Overview of current Datadrivet repositories and their purposes.

Main Dagster Data Infrastructure Repository

datadrivet-infra-opendatastack

Primary data infrastructure and pipeline repository
  • Purpose: All data processing pipelines, LLM job ad matching, ETL jobs, and analytics infrastructure
  • Technology: Python, dbt, Dagster, Snowflake, Airtable and upstream message intergrations,
  • Use Cases:
    • Data ingestion from various sources (Airtable, Teamtailor, etc.)
    • Data transformations and modeling
    • Analytics and reporting pipelines
    • LLM Job ad Matching (Cofinder pipeline)

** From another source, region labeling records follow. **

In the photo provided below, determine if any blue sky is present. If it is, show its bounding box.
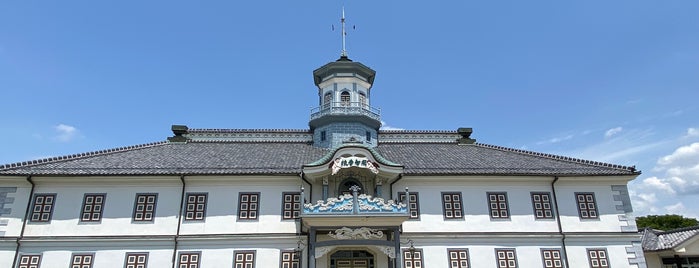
[0,0,699,217]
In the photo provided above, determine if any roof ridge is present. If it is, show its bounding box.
[187,128,310,133]
[0,141,168,170]
[475,142,640,174]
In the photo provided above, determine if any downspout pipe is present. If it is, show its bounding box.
[172,175,187,268]
[551,176,570,267]
[12,175,36,267]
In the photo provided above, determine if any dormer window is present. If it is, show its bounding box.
[340,91,350,106]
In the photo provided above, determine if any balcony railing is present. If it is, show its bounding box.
[311,102,381,120]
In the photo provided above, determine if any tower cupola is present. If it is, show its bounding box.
[309,55,381,148]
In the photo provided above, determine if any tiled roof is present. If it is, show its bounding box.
[641,226,699,251]
[0,138,639,176]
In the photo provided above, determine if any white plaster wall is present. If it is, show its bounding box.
[0,181,31,237]
[25,183,181,236]
[180,177,300,235]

When to add here: Most data-related projects, utilities, and experiments should start here.

The CoFinder data infrastructure and data pipeline is more thoroughly explained on this page

Azure Terraform Resources

k8s-dataplatform

All Azure related resources are deployed through here.

Cofinder Portal

datadrivet-cofinder-portal

Fluxcd (Kubernetes Continous Delivery)

fluxcd-dataplatform

Template Repository

datadrivet-template

Template for creating new Datadrivet repositories
  • Purpose: Standardized starting point for new projects
  • Includes:
    • Pre-configured devenv setup
    • SOPS secrets management
    • Common development scripts
    • GitHub Actions workflows
    • Pre-commit hooks

When to use: Only when you have a valid reason for a new repository.

Support Repositories

nixos-wsl

NixOS-based WSL distribution for Windows development

  • Purpose: Provides Windows developers with a pre-configured Linux environment
  • Includes: Nix, Devenv, Direnv, and common development tools
  • Use Cases: Windows developers who need the full Nix development stack

datadrivet-docs

This documentation site

  • Purpose: Central documentation for Datadrivet infrastructure
  • Technology: Jekyll, GitHub Pages
  • Content: Setup guides, best practices, service documentation

Repository Selection Guide

Start with Existing Repositories

For most new work, add to datadrivet-infra-opendatastack:

  • ✅ New data sources or integrations
  • ✅ Analytics scripts and reports

For CRUD things & MCP server, add to datadrivet-cofinder-portal

Consider New Repository Only If

  • Different technology stack (i.e not python)
  • Different deployment target (e.g., mobile app, embedded system)
  • External collaboration (will be shared with external partners)
  • Regulatory isolation (compliance requires separate codebase)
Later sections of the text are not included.